Забыв о своём невеселом положении, я с гордостью наблюдала, как строился шеренгой этот разношёрстный отряд. Молоденькие парни, почти мальчишки, пожилые и молодые мужчины — они шли за командиром не тупо по приказу, как немцы. Нет, именно с пониманием долга защитить свою землю, свои семьи, как говорится, не за страх, а за совесть. Кто-то должен остановить врага, и я думаю, они все понимали, что идут, возможно, в свой последний бой. Ух ты, у них даже танк есть? Я сразу не заметила его из-за маскировки из веток. И машины, смотрю, имеются. Вот почему партизаны так мобильны. А я всё гадала, как быстро они прореагировали, узнав, что наша часть сильно поредела. Громов прошёл в шалаш, напрочь меня игнорируя, подхватил вещь-мешок и столкнулся на выходе с Олесиным отцом.
— Командир, ну как так вы без меня уходите?
— Нельзя, Васильич, у тебя всё-таки рука ещё не зажила, — майор закурил и продолжил уговаривать расстроившегося мужичка. — Кто-то должен и здесь остаться, присмотреть. Тем более у меня для тебя очень важное поручение будет.
— Всё сделаю, не сомневайтесь! — чуть подался вперёд Васильич.
— Девицу эту, что мы привели, смотри, не проморгай, — тихо, но с нажимом сказал Громов. — Я уверен, она рассказала далеко не всё.
Моё сердце пропустило удар. Вот то, чего я и боялась. Если они возьмутся вытаскивать из меня несуществующую информацию, загоняя под ногти иголки, я же признаюсь в чём угодно. Да хоть в том, что я внебрачная дочь Гитлера, и Гиммлер лично поручил мне миссию проникнуть в Москву и убить Сталина. Нет, я должна сбежать до того, как это со мной произойдёт в реале. Мои невесёлые мысли прервал Васильич:
— Пойдём, поешь, пока каша горячая.
Я недоверчиво вскинула глаза. Неужто будут переводить дефицитную еду на презренную предательницу?

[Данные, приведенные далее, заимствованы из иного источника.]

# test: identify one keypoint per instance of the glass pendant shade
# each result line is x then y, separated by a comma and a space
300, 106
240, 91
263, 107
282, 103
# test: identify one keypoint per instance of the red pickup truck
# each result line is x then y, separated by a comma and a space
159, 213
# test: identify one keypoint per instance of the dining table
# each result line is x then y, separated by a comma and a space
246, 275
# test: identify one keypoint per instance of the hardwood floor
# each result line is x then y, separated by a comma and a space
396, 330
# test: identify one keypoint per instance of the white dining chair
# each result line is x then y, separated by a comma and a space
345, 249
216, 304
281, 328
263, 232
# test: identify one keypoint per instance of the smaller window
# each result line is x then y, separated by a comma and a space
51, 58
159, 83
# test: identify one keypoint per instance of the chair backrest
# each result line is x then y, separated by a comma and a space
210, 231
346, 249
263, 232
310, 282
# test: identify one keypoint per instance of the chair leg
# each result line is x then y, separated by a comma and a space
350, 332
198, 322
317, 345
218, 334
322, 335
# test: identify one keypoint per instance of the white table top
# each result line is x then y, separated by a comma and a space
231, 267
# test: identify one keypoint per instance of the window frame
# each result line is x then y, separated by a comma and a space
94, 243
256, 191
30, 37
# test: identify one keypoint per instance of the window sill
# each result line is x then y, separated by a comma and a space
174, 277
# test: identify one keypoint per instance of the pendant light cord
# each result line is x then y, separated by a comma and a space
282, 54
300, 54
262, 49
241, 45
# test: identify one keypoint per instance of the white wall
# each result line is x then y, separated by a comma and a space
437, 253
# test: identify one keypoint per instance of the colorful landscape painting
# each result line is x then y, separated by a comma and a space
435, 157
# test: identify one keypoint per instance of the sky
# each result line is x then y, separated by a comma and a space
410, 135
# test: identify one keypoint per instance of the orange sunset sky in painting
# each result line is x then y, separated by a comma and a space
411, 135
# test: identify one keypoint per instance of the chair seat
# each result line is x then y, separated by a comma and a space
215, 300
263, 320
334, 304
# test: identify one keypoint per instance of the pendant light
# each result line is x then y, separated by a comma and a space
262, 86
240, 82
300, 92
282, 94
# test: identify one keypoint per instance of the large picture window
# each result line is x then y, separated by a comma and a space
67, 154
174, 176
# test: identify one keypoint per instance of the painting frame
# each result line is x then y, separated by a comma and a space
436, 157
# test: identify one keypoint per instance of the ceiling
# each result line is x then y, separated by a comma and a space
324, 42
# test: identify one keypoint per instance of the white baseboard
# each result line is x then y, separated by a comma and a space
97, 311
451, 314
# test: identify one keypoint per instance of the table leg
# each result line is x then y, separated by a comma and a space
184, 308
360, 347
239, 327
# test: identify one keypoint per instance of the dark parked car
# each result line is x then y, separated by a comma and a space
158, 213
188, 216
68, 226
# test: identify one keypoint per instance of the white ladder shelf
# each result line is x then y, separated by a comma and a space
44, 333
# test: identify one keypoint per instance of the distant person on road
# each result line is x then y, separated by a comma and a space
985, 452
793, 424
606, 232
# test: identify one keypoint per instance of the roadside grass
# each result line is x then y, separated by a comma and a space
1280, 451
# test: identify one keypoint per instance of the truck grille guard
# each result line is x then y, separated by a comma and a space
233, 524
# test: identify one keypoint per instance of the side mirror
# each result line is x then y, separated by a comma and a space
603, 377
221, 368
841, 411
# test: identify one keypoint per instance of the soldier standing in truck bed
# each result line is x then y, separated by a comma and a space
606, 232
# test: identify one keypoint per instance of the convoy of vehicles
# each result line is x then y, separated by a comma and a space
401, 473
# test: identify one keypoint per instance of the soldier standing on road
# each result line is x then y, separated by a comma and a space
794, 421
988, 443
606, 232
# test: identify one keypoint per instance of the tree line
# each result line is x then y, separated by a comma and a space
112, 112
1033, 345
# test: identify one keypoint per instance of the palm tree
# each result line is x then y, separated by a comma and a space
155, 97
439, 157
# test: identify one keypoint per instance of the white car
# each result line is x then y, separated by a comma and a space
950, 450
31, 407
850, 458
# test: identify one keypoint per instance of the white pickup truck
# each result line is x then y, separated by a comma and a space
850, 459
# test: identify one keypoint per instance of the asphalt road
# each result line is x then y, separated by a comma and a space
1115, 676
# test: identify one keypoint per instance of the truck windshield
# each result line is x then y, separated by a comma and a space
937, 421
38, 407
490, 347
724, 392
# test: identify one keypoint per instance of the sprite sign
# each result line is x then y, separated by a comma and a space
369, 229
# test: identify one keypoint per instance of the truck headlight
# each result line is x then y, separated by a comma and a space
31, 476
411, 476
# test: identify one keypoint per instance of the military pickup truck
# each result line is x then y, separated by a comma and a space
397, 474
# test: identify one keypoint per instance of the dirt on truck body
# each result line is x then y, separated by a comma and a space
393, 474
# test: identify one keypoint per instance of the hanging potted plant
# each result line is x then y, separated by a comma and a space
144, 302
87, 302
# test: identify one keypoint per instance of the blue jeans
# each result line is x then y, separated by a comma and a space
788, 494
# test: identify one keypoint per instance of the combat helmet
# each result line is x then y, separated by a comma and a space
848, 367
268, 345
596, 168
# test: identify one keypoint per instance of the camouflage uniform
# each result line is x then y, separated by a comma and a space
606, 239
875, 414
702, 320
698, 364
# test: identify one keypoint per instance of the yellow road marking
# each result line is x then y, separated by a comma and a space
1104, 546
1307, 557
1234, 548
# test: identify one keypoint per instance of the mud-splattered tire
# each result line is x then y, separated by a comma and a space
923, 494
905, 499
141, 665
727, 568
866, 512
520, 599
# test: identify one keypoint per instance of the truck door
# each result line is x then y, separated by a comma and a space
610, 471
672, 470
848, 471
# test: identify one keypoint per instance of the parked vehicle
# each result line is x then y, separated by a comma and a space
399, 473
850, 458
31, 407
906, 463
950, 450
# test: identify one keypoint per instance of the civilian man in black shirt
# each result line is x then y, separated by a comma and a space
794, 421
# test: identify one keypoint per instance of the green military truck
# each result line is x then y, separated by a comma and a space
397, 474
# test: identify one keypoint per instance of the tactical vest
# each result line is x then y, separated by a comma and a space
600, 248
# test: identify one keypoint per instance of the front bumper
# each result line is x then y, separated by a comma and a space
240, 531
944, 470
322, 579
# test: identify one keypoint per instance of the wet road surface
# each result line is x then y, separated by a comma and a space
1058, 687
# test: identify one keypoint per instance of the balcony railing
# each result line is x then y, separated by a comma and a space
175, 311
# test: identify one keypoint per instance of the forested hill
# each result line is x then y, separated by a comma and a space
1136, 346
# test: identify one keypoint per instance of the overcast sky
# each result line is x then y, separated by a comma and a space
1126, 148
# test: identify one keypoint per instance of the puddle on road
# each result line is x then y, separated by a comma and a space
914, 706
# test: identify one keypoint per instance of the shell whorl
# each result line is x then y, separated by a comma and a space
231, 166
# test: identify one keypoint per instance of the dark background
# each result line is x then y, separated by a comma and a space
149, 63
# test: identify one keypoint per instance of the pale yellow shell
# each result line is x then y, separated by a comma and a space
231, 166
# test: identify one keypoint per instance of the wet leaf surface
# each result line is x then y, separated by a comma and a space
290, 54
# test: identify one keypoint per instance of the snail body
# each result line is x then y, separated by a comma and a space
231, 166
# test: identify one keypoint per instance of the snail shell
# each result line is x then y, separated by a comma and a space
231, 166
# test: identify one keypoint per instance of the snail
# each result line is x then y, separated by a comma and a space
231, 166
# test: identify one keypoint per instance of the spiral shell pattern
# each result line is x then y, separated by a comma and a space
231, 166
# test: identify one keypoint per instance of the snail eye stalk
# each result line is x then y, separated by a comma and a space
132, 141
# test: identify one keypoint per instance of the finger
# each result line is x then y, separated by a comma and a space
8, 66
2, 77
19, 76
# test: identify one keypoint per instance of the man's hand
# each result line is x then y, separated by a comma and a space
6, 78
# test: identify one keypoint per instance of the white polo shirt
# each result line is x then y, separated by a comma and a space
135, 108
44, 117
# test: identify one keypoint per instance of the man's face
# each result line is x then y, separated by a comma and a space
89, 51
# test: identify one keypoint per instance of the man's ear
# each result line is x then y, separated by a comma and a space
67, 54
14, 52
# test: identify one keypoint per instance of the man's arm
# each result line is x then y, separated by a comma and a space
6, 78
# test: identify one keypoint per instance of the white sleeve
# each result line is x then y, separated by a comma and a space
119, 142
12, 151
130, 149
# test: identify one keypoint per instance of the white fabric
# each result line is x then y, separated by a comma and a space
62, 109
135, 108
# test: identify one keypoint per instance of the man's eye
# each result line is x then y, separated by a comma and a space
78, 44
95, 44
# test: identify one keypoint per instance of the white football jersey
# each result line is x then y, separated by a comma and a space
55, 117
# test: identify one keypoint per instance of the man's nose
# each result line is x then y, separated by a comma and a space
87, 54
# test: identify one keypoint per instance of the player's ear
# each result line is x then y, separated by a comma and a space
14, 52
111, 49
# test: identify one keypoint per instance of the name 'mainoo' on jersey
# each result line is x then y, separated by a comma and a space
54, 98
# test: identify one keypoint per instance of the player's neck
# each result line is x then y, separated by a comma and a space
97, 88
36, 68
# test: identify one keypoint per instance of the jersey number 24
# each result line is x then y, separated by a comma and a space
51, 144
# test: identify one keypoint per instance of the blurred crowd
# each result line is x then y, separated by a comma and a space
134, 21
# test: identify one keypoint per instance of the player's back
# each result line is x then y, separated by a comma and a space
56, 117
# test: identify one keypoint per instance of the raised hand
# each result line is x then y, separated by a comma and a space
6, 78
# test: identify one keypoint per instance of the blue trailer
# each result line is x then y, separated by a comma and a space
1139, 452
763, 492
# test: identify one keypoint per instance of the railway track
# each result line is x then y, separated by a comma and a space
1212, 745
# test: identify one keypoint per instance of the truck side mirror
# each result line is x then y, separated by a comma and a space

— Давай, вставай, чего глазищами хлопаешь, как та коза? Что мы звери какие голодом морить, хоть ты и натворила делов.
А, ну да, у него ж задание сохранить в целости и сохранности ценного информатора. Но жрать действительно уже давно хотелось, и не только жрать. По пути я нагло свернула к кустам, буркнув:
— Хотя бы отвернитесь.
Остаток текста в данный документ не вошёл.